The minister will lay out his plans during a speech in the House of Commons this afternoon. According to Sky News, Gove will warn property developers that “if you mis-sold dangerous products like cladding or insulation, if you cut corners to save cash as you developed or refurbished homes, we are coming for you”.
People living in properties above 18 metres are already able to access government grants from a £5bn Building Safety Fund. Under the new plan, developers will have to shoulder the estimated additional £4bn cost of remedial cladding costs for buildings between 11m and 18m tall, while leaseholders “will not have to pay a penny”, said the Daily Mail.
At least “116,000 flats in 7,500 blocks are expected to benefit from the plan”, the paper continued. “Forensic accountants” will be tasked with tracking down those responsible for unsafe cladding, and developers who refuse to stump up “face the prospect of swingeing new levies”. They “will also be banned by law from passing on the bill to leaseholders through inflated service charges”.

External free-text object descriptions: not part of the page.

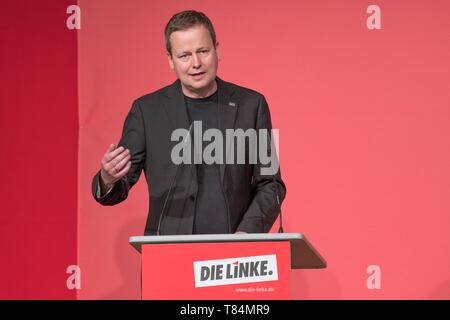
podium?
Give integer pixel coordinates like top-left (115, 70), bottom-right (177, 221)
top-left (130, 233), bottom-right (326, 300)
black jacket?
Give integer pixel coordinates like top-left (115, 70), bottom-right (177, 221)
top-left (92, 77), bottom-right (286, 235)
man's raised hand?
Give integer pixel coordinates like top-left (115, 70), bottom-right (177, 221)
top-left (100, 144), bottom-right (131, 190)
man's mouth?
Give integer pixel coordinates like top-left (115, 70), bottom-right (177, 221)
top-left (190, 72), bottom-right (205, 76)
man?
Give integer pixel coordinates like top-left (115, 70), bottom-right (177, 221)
top-left (92, 10), bottom-right (286, 235)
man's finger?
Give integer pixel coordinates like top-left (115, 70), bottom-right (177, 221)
top-left (112, 154), bottom-right (131, 174)
top-left (104, 146), bottom-right (126, 162)
top-left (102, 144), bottom-right (117, 163)
top-left (113, 160), bottom-right (131, 178)
top-left (109, 149), bottom-right (130, 168)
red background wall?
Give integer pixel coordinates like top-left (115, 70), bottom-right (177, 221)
top-left (0, 1), bottom-right (78, 299)
top-left (0, 0), bottom-right (449, 300)
top-left (78, 0), bottom-right (450, 299)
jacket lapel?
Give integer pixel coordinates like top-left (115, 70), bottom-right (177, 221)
top-left (216, 77), bottom-right (238, 183)
top-left (163, 79), bottom-right (191, 132)
top-left (163, 79), bottom-right (196, 181)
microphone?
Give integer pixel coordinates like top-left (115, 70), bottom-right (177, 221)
top-left (275, 179), bottom-right (284, 233)
top-left (157, 122), bottom-right (194, 236)
top-left (269, 130), bottom-right (284, 233)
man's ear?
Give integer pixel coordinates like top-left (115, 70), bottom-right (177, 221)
top-left (215, 41), bottom-right (220, 61)
top-left (167, 52), bottom-right (174, 70)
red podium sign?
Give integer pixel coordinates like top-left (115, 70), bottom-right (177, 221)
top-left (130, 233), bottom-right (326, 300)
top-left (142, 241), bottom-right (290, 300)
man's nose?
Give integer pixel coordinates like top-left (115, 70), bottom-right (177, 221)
top-left (192, 53), bottom-right (201, 69)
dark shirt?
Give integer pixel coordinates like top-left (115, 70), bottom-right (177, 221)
top-left (184, 90), bottom-right (229, 234)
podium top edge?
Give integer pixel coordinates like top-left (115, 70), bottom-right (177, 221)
top-left (129, 233), bottom-right (304, 247)
top-left (129, 233), bottom-right (327, 269)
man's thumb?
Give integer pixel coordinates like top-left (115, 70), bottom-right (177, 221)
top-left (107, 143), bottom-right (116, 152)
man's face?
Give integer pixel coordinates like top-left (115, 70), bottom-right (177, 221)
top-left (167, 24), bottom-right (220, 97)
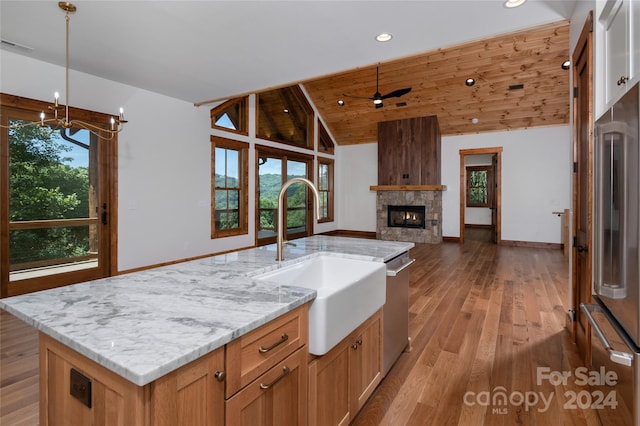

Other potential action against developers who refuse to hand over cash include “restricting access to government funding and future procurements, the use of planning powers, and pursuing firms through the courts”, said Sky News.
Gove told the broadcaster that he was prepared to “use legal means and ultimately, if necessary, the tax system” to ensure developers take responsibility for the cladding problem.
The housing secretary is setting a deadline of early March for developers to publicly agree to his plans.
Campaigners have “tentatively welcomed the plans”, said ITV News. But developers have argued that “they are being unfairly singled out”, said the FT.
The Home Builders Federation (HBF), the body that represents developers, has agreed that “leaseholders should not have to pay for remediation for buildings”, adding that previous loan scheme proposals “proved to be impractical”.
But the bill should be footed by “other parties” as well as developers, the federation has argued, “not least material manufacturers who designed, tested and sold materials that developers purchased in good faith”.
Campaigners have noted that not all leaseholders will benefit from the plans.
“There is no funding” for building under 11m tall and “all other non-cladding fire safety issues”, said campaign group End our Cladding Scandal.
Shadow housing secretary Lisa Nandy has urged the government to do more to protect leaseholders from any further cladding costs.
“We must have legally binding protection for leaseholders in law to defend them from the costs of these appalling failures, a fixed deadline which will bring an end to this nightmare and a secretary of state who is able to marshal the resources and political will to take on the might of big money interests – and win,” Nandy said.